Sunday, April 29, 2007

Blog the war

My human decided that I should have a blog. I'm no fool. I know she's hoping I will write something incriminating. What she doesn't realize is that I don't care if she reads it. I want her to know that I'm onto her and the other slightly smaller humans in my house.




She's been trying to kill me for years but I always foil her plans. She once set a spy into my inner circle hoping to discover my Achilles heal. The female stink sack was disguised as a cat and sent into my domain.

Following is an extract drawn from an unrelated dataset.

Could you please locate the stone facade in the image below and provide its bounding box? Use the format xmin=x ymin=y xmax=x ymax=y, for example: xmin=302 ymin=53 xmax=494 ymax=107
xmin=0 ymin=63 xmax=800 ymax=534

I held my tongue, preparing to learn all I could from the enemy. I was planning to tempt the creature with my luxurious coat, coaxing her to step close enough to rip her retinas out. She got within three feet of me and let out the most ungodly, high pitched shriek, "Aaaaeeeeeehhhhhh Kiiiiittttyyyyy!!!"

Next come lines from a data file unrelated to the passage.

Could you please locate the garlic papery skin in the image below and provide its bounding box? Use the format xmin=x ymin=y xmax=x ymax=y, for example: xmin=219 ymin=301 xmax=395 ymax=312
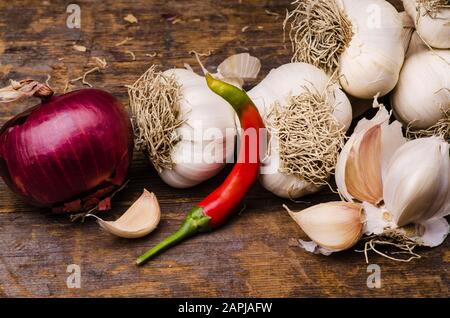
xmin=391 ymin=33 xmax=450 ymax=129
xmin=128 ymin=54 xmax=260 ymax=188
xmin=248 ymin=63 xmax=352 ymax=198
xmin=335 ymin=104 xmax=406 ymax=206
xmin=87 ymin=189 xmax=161 ymax=238
xmin=285 ymin=0 xmax=404 ymax=99
xmin=403 ymin=0 xmax=450 ymax=49
xmin=399 ymin=11 xmax=415 ymax=54
xmin=383 ymin=137 xmax=450 ymax=227
xmin=285 ymin=202 xmax=364 ymax=252
xmin=339 ymin=0 xmax=404 ymax=99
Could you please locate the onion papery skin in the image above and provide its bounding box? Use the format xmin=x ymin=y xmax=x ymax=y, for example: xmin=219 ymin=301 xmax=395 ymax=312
xmin=0 ymin=89 xmax=134 ymax=212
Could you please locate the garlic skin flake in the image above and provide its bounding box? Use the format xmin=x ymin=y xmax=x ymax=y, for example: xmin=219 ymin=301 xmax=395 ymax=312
xmin=288 ymin=202 xmax=363 ymax=254
xmin=248 ymin=63 xmax=352 ymax=198
xmin=391 ymin=32 xmax=450 ymax=129
xmin=88 ymin=189 xmax=161 ymax=238
xmin=403 ymin=0 xmax=450 ymax=49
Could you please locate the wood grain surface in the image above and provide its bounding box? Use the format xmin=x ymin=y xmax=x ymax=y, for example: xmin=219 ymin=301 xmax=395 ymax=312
xmin=0 ymin=0 xmax=450 ymax=297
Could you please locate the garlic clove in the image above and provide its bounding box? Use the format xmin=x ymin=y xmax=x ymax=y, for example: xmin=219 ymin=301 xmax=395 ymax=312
xmin=284 ymin=202 xmax=363 ymax=252
xmin=383 ymin=137 xmax=450 ymax=227
xmin=217 ymin=53 xmax=261 ymax=87
xmin=345 ymin=125 xmax=383 ymax=204
xmin=335 ymin=104 xmax=405 ymax=205
xmin=88 ymin=189 xmax=161 ymax=238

This was not the time for bravery. I ran like hell, wedged myself between the bed and wall (well out of her reach) and studied her tactics from a distance.

The human has now brought in more advanced weapons. She made an assassination attempt this weekend by bringing a wolf into my house.





This is the most ferocious creature I have ever seen. I thought such creatures were fictional like dragons, gremlins, and griffins. He had the longest fangs I have ever seen. Of course he was no match for me, but I didn't want him to muss my fur or break off a whisker.

I and my second in command retired beneath the bed to plan our next move.





We decided that revenge is our best coarse of action. I left a threatening letter in barely recognizable catscratch on the leather sofa.



And... some juicy hairball vomit on the newly cleaned carpet.



That will teach these humans to mess with the likes of me.